By the way, I’m pleased to say that I’ve felt no ill effects from handling the book (not yet, anyway …).

The contagion impacted many aspects of everyday life, not least theatre-going. William Shakespeare‘s players, The King’s Men, left London and went on tour to get away from the plague. In any case, theatres in London had been closed again, following the passing of a law by the Privy Council forcing theatres to close where more than thirty cases of plague had been reported in a week.

1606 was a time of great creativity for Shakespeare. He wrote three of his greatest plays in that year, including two of the ‘big four’ tragedies, Macbeth and King Lear. He also wrote Anthony and Cleopatra in that year; many critics have agonised over whether it, too, should be categorised as a tragedy, but it is generally agreed nowadays to be best referred to as one of the Roman plays. When thinking about the themes of Macbeth and King Lear in particular, we should bear in mind that in November of the previous year there had been an attempt to blow up the King and the entire parliament.

The Gunpowder Plot was undertaken in protest at the failure of the new King James VI (James I of Scotland) to support Catholics, who had been persecuted by the preceding monarch, Elizabeth I. Until the accession of James, they had been hounded and forced to say Mass in hiding. Catholics had hoped that James I, whose wife was Catholic and who gave early signs of supporting the Catholic cause, would look on them more favourably. But after it became clear that this wasn’t to be, a number of plots were hatched to bring down the monarchy. The most well-known of these, the so-called Gunpowder Plot, was halted with the last-minute arrest of the plotters, notably Guy (Guido) Fawkes, who, along with seven other plotters (might we call them “terrorists” nowadays?) was executed by being hanged, drawn and quartered on this day, January 31st, in 1606.

The text of this contemporary engraving depicting the plotters, is written in Latin. Who knows – maybe some readers used Thomas Thomas’s dictionary to translate it into English?

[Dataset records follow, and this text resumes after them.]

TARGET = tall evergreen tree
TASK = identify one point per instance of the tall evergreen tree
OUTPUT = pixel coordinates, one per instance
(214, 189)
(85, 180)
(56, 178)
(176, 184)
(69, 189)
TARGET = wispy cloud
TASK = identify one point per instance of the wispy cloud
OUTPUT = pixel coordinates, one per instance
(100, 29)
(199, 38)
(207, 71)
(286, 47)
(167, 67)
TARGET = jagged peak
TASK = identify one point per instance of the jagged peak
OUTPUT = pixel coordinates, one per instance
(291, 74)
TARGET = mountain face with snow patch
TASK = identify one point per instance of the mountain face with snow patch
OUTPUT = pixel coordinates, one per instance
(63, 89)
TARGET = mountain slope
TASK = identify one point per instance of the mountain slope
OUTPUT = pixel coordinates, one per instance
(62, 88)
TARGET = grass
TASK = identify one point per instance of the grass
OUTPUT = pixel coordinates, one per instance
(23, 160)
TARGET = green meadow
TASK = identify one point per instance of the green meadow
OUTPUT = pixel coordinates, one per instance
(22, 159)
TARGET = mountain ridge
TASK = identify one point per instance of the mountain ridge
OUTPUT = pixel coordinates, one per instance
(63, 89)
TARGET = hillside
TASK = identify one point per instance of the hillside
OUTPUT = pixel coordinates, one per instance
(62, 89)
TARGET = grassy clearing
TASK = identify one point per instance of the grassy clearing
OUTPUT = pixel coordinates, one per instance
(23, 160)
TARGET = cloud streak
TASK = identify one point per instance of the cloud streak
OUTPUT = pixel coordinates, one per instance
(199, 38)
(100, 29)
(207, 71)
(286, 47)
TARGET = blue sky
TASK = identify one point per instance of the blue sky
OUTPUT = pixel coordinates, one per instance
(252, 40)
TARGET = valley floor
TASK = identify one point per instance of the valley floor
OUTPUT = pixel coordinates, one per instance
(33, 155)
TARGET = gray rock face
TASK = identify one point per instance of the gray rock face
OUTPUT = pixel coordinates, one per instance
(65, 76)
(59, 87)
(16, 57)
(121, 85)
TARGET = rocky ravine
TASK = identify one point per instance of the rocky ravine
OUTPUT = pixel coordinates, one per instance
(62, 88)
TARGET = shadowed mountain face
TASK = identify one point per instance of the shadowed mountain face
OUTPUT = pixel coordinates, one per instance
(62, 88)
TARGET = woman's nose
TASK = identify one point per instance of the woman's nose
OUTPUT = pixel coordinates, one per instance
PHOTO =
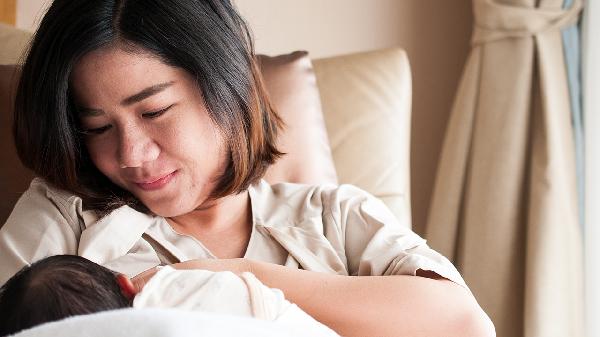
(136, 148)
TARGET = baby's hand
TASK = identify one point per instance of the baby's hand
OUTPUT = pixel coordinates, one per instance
(140, 280)
(237, 266)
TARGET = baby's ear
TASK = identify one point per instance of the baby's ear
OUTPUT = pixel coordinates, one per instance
(127, 287)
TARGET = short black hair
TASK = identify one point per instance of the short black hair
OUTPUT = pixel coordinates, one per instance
(206, 38)
(55, 288)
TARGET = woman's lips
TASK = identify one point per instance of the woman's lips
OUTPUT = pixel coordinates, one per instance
(158, 183)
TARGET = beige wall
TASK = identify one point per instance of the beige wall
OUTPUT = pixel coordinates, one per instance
(435, 34)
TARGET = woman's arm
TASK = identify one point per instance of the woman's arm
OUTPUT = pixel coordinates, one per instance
(369, 305)
(380, 305)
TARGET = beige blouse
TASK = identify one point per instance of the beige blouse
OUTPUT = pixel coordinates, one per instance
(326, 228)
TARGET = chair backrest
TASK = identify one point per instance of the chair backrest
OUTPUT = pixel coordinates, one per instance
(366, 99)
(366, 103)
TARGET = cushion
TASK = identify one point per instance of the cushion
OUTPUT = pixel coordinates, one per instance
(367, 107)
(13, 42)
(290, 83)
(292, 87)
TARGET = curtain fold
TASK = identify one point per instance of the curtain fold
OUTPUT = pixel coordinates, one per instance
(504, 207)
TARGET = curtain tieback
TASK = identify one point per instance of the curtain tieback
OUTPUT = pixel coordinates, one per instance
(495, 21)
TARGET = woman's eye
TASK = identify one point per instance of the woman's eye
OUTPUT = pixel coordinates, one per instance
(155, 114)
(95, 131)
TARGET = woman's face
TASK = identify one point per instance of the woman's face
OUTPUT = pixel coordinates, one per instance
(147, 129)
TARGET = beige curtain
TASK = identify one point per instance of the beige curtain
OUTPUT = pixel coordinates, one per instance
(504, 207)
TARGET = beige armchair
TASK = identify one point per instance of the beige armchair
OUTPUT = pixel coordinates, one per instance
(348, 120)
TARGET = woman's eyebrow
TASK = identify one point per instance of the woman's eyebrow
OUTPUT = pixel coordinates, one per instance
(145, 93)
(140, 96)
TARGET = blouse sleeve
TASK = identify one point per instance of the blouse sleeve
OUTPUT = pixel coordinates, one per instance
(376, 243)
(44, 222)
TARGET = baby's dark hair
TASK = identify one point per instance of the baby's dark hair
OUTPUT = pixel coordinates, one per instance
(57, 287)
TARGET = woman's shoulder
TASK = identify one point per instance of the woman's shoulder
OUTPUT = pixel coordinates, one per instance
(40, 188)
(295, 195)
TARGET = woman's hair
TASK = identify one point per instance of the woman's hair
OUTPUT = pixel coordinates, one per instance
(55, 288)
(206, 38)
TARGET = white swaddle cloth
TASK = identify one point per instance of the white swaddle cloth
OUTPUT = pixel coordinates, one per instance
(225, 293)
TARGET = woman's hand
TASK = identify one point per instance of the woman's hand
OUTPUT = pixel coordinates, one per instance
(237, 266)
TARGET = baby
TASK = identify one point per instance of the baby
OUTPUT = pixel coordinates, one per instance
(66, 285)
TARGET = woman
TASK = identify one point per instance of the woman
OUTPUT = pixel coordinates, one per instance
(149, 128)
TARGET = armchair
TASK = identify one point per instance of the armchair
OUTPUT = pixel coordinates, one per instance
(348, 121)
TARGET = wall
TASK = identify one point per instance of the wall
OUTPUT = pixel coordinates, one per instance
(435, 33)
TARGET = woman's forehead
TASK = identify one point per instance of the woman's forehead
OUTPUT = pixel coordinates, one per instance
(113, 73)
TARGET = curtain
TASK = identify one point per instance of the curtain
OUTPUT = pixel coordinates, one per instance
(504, 206)
(591, 109)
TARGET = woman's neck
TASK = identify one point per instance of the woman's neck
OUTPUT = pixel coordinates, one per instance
(223, 226)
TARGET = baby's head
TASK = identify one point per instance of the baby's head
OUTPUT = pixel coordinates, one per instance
(57, 287)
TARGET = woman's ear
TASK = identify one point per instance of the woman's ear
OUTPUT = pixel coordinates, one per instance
(127, 287)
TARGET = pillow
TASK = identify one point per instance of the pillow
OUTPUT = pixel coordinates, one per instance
(292, 87)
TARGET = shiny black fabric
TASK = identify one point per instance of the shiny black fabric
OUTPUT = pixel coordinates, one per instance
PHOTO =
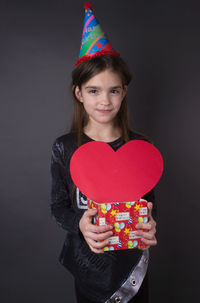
(98, 275)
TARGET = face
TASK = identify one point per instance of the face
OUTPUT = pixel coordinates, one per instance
(102, 96)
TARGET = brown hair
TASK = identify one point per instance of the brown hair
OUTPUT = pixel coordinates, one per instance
(85, 71)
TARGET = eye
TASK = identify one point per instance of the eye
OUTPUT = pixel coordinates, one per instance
(92, 91)
(115, 91)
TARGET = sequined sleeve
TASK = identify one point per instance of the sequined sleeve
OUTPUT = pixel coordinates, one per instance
(61, 205)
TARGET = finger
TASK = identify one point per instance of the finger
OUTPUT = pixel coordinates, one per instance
(90, 212)
(95, 250)
(99, 229)
(149, 242)
(97, 245)
(100, 236)
(146, 235)
(150, 225)
(144, 248)
(150, 207)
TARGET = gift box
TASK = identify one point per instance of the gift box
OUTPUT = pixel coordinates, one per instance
(123, 216)
(125, 175)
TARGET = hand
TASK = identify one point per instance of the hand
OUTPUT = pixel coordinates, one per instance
(148, 237)
(93, 233)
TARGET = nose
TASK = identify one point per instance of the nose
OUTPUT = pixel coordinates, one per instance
(105, 100)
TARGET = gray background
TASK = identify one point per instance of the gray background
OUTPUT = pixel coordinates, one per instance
(40, 43)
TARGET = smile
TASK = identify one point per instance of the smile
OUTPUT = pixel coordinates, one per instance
(104, 111)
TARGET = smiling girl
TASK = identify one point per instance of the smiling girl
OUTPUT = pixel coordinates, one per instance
(99, 87)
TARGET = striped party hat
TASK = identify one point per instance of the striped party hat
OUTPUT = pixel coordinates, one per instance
(94, 42)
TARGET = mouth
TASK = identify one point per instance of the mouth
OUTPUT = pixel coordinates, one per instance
(104, 111)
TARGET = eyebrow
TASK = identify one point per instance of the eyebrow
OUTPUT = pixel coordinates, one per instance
(98, 87)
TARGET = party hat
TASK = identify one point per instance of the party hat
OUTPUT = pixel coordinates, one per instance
(94, 42)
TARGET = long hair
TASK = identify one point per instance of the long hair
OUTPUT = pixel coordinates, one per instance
(84, 72)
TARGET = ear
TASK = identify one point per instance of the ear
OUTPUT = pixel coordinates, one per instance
(78, 94)
(125, 89)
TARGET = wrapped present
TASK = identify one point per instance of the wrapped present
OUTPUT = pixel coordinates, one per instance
(123, 216)
(125, 175)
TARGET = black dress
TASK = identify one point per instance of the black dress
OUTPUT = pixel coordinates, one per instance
(97, 276)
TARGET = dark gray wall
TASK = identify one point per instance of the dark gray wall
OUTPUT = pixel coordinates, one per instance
(40, 43)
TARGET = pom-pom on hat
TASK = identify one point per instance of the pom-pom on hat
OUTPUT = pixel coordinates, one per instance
(94, 42)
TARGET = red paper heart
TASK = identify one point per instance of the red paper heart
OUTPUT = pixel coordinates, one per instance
(104, 175)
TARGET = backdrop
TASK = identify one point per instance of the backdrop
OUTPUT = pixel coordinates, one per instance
(40, 43)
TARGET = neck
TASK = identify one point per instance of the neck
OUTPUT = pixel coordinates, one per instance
(102, 132)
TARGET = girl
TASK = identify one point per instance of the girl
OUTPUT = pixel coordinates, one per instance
(99, 87)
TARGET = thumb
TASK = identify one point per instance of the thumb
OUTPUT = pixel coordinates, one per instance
(150, 206)
(91, 212)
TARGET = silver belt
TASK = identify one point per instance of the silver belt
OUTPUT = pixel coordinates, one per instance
(131, 286)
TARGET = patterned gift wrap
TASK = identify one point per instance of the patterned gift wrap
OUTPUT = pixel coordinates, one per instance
(123, 216)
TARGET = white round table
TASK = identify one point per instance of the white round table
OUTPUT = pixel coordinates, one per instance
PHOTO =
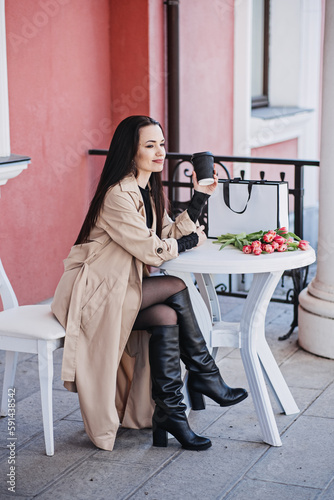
(248, 335)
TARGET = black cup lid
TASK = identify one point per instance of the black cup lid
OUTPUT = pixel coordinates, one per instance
(202, 153)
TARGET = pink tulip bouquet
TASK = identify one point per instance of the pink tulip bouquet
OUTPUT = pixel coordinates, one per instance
(278, 240)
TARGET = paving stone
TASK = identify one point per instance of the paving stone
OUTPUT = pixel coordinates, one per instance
(29, 415)
(135, 447)
(306, 457)
(98, 480)
(306, 370)
(35, 470)
(328, 494)
(324, 405)
(201, 475)
(264, 490)
(241, 422)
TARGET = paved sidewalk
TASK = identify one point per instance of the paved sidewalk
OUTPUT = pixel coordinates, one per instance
(238, 466)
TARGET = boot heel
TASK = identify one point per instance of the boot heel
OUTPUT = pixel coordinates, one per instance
(160, 437)
(196, 400)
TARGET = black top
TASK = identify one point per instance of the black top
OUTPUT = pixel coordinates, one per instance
(194, 210)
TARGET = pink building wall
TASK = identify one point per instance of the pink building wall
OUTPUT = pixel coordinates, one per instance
(76, 69)
(206, 54)
(59, 99)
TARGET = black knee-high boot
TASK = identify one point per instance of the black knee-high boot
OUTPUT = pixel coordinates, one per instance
(169, 414)
(204, 377)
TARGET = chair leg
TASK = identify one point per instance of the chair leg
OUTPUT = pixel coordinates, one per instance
(45, 367)
(8, 381)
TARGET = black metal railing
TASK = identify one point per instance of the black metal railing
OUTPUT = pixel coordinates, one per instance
(179, 182)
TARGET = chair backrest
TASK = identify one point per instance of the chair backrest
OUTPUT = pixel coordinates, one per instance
(7, 293)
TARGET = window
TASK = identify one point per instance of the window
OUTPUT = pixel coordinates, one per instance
(260, 53)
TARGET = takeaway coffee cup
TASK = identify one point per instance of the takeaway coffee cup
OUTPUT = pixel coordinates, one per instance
(204, 167)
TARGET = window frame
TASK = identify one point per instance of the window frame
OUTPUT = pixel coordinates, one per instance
(262, 100)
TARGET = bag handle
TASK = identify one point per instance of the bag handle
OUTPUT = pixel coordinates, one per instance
(226, 193)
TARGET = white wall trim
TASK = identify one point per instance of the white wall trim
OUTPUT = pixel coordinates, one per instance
(4, 108)
(280, 129)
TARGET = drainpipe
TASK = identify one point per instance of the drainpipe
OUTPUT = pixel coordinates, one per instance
(173, 82)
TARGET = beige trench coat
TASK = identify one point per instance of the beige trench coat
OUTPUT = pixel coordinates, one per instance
(97, 301)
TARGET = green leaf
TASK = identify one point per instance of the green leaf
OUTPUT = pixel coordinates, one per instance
(228, 242)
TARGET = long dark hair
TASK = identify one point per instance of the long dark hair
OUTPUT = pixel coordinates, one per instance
(119, 164)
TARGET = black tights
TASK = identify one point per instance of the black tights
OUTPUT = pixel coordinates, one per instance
(153, 311)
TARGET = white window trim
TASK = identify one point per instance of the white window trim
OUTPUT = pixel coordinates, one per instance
(250, 132)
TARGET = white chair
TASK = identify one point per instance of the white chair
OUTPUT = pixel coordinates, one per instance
(31, 329)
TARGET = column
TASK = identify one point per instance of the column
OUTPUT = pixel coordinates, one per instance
(316, 309)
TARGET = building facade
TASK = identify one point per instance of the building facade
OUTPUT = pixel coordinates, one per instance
(75, 68)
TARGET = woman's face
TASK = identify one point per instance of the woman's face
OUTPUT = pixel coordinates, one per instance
(151, 152)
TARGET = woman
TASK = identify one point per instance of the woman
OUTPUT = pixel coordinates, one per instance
(125, 331)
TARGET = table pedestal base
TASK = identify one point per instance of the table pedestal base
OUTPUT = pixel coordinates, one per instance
(249, 336)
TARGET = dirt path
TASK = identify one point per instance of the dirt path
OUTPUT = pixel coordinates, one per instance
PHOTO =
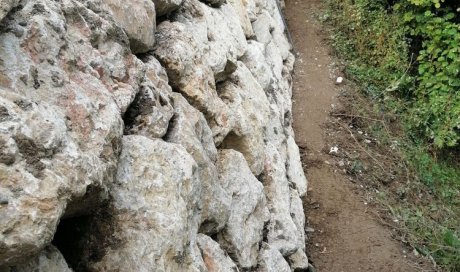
(347, 237)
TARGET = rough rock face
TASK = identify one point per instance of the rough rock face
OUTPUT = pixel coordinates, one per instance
(137, 20)
(131, 146)
(6, 6)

With the plague ravaging the land, religious persecution provoking treasonous acts and even strange astronomical events (there had been a partial lunar and a total solar eclipse late the previous year), it’s hardly surprising that many people felt insecure. Shakespeare reflected this unease in both Lear and Macbeth. In Act I, Scene 2 of King Lear, first performed at Whitehall on 26th December, 1606, Gloucester says:

“These late eclipses in the sun and moon portend
no good to us: though the wisdom of nature can
reason it thus and thus, yet nature finds itself
scourged by the sequent effects: love cools,
friendship falls off, brothers divide: in
cities, mutinies; in countries, discord; in
palaces, treason; and the bond cracked ‘twixt son
and father. This villain of mine comes under the
prediction; there’s son against father: the king
falls from bias of nature; there’s father against
child. We have seen the best of our time:
machinations, hollowness, treachery, and all
ruinous disorders, follow us disquietly to our
graves. Find out this villain, Edmund; it shall
lose thee nothing; do it carefully. And the
noble and true-hearted Kent banished! his
offence, honesty! ‘Tis strange.”

I want to take good care of this book. Having spent many hours in the reading rooms of the British Library, sometimes, for instance, in a darkened room and wearing white gloves whilst carefully untying the ribbons holding together a treasured copy of a Daniel Defoe original, I know how delicate the pages and bindings are.

And therefore I also know that one should never judge a book by its cover; or, as Thomas Thomas himself might have written in a Latin translation of that old saying, “Fronti Nulla Fides”.